This is a sharp account of one serious Russian view on Russian energy issues:

Mr Chubais has spent the past 10 years masterminding the break-up of UES, the Russian electricity monopoly, which will cease to exist next week after selling off its generators in the biggest liberalisation of Vladimir Putin’s presidency. His insistence that Europe is misreading Gazprom is striking as he is a frequent critic of the gas monopoly.

He warned Europe’s actions were part of a broader international tendency in oil and gas towards increasing state intervention and closing domestic markets – which he warned were a “dead end” and posed big risks “for the world and for Russia”. A return to protectionism was “madness”.

He’s right of course in that. But Europe’s problem is that these energy issues are not symmetrical.

Russia has energy on a vast scale. Europe does not.

In Europe the use of major energy contracts as a political policy tool is ruled out. That is not obviously the case in Russia.
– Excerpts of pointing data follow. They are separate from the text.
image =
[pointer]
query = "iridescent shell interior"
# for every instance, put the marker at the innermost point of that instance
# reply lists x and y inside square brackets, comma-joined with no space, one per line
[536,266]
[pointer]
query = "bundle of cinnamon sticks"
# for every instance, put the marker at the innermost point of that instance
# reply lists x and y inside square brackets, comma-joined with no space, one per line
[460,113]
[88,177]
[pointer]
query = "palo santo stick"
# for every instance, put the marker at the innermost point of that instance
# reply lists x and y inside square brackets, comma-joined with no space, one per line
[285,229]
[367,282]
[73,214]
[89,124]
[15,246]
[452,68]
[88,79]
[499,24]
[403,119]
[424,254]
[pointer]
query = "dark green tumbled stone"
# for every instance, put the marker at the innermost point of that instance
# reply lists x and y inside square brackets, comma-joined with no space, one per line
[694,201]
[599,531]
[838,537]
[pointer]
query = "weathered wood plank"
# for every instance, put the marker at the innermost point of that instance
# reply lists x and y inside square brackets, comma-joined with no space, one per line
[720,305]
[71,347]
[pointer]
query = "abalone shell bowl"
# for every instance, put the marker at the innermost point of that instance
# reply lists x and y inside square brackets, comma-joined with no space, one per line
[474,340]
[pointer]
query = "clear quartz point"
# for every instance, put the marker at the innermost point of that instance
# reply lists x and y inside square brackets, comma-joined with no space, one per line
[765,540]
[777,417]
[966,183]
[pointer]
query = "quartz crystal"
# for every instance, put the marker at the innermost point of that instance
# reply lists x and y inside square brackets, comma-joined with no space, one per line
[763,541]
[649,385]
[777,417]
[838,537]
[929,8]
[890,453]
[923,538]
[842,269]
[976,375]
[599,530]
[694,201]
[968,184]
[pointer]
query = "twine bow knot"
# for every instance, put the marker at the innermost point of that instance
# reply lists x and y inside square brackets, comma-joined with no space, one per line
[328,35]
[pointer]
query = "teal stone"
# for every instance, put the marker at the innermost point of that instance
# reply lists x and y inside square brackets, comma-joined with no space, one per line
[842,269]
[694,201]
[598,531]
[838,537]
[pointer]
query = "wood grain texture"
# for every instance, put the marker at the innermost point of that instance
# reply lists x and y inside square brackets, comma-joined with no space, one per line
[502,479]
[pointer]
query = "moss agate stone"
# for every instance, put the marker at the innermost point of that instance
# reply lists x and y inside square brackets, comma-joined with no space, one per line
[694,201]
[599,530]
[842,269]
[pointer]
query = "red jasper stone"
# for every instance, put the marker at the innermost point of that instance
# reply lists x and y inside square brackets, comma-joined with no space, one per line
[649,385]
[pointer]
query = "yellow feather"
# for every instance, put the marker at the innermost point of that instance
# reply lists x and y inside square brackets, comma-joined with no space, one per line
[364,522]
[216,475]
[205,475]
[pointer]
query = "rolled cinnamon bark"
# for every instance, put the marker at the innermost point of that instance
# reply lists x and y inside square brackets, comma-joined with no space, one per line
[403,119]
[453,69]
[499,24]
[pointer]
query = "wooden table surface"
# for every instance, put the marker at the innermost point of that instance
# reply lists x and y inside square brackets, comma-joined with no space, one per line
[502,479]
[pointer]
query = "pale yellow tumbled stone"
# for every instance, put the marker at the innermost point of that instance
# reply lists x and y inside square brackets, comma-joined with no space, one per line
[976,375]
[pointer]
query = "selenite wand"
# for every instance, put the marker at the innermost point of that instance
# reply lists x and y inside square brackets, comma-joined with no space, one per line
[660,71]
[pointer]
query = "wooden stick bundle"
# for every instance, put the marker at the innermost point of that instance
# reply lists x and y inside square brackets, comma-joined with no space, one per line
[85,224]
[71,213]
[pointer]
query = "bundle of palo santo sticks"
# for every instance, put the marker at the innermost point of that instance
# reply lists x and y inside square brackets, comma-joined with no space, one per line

So, battle is joined. How does Europe import Russian energy on a huge scale while exporting greater transparency/due process back up the supply chain into Russia? Does Russia use its energy predominance craftily to export its political worldview as well?

See eg the reluctance in many parts of the EU (not only ultra-cautious Poland) to allow Russian interests to buy key energy assets, for fear that those assets will not be managed in a purely commercial way for purely commercial purposes.

Not surprising, given the way Russia under current management weighs in to rewrite former contracts and grab better terms when it feels like it.

But Mr Chubais has a point here:

Mr Chubais insisted ending subsidised gas supplies to former Soviet states was about “stopping handing out money for free”. “Why the hell should we supply gas to Ukraine” for discount prices, he asked. “And meanwhile, forgive me, these scoundrels are stealing gas…

I wrote about this problem back in 1996 while at the Embassy in Moscow. I said that the West hypocritically nagged post-communist Russia to behave in a market way, but then complained about Russian ‘bullying’ when Russia pressed eg Ukraine and Serbia to move towards paying market-prices for energy and stop ‘diverting’ gas supplies improperly.

That said, for a long time it suited Russia to leave other former Soviet republics and parts of the Balkans hooked on cheap energy as a way of keeping them within the Russian ‘sphere of influence’.

Maybe we are finally emerging from that period to a tougher game, based on world prices with ‘influence’ won or lost via different means?